Un usuario de Facebook acompañó un post junto a dos fotografías en las que se puede observar el momento exacto de la lesión, un esguince de segundo grado que se provocó por el levantamiento de la duela en una zona de la cancha, situación que se propicia por las goteras que existen en dicho inmueble y que han provocado el desperfecto.

El director del Indetux posteó en sus redes sociales unas imágenes en las que le daban una “manita de gato” al inmueble, por ahí del mes de febrero, pero meses más tarde trasciende que se olvidaron de lo más importante, la conservación de lo más costoso en dicho escenario, la duela, que deberá ser reparada de forma inmediata.
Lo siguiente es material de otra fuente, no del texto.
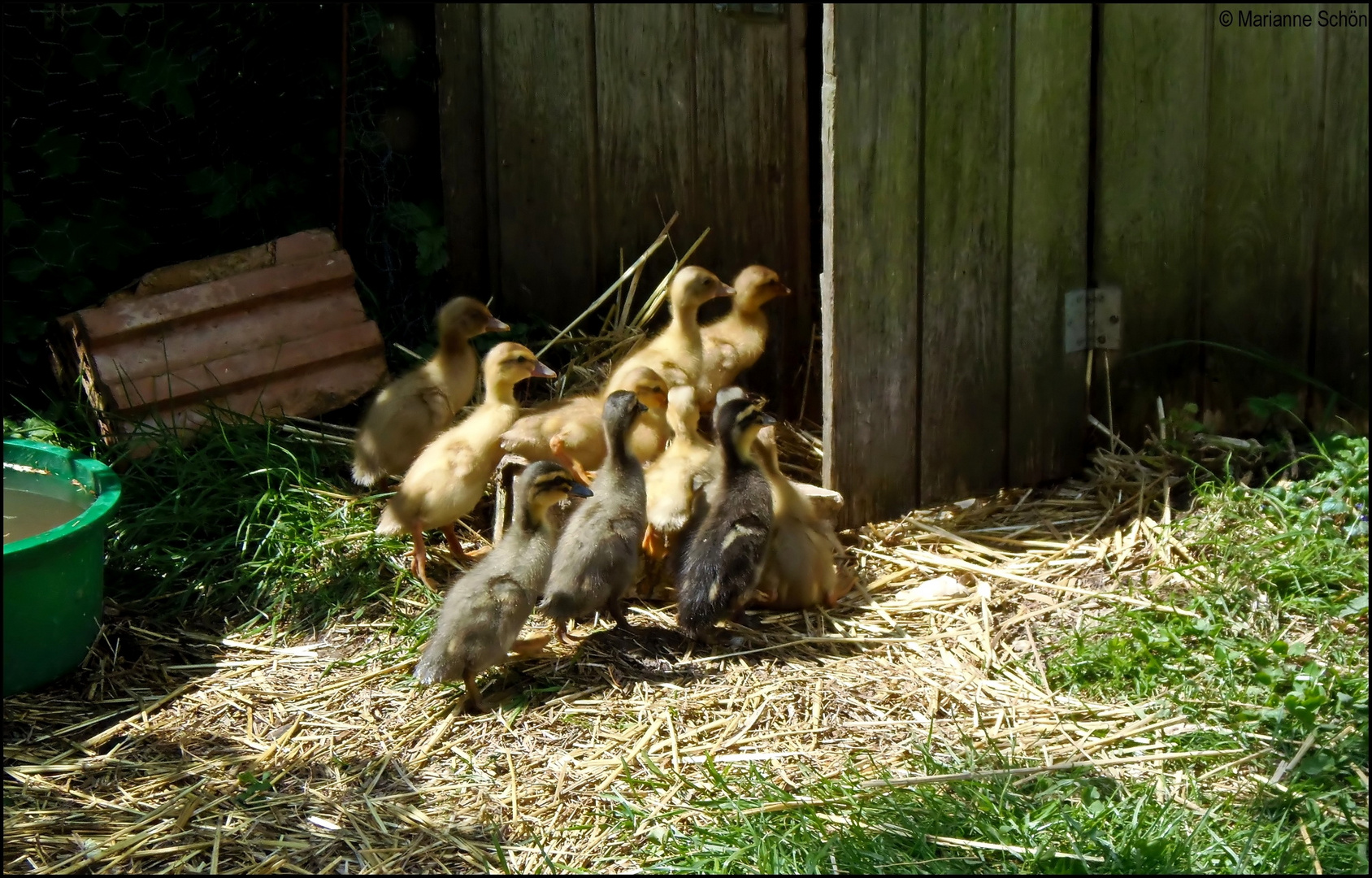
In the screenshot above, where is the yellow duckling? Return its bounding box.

En ese inmueble, que comparten ADEMEBA y una organización más, se programan juegos de dos competencias diferentes, las dos cobran; por ejemplo, la Liga “oficial” tenía programada la participación de al menos 16 equipos en tres días para esta semana, deduciendo que hay registrados por lo menos 20 y si a eso le suman que hay un torneo cada seis meses y el costo de la inscripción está en mil 360 pesos, esa competencia produce 27 mil pesos por torneo al menos y solamente invierte en premiación e insumos de limpieza a granel, lo que indica que la ganancia por usar un espacio público es buena.

Las solicitudes de los participantes a los que tienen bajo su mando las ligas, es que se cuide el auditorio, pero al ser un espacio compartido entre dos organizaciones que se disputan el beneficio económico, mantenerlo bien ha sido lo menos importante.

La oficina que dirige Jorge Natarén debe tomar el control del inmueble, apegado a los lineamientos, crear su propia liga municipal de Tuxtla Gutiérrez, que pueda generar el recurso para que el auditorio sea autosuficiente y terminar de una vez por todas con el secuestro que tienen del deporte ráfaga en la capital del estado, que se ha solapado y que únicamente ha propiciado situaciones no deseadas para los basquetbolistas.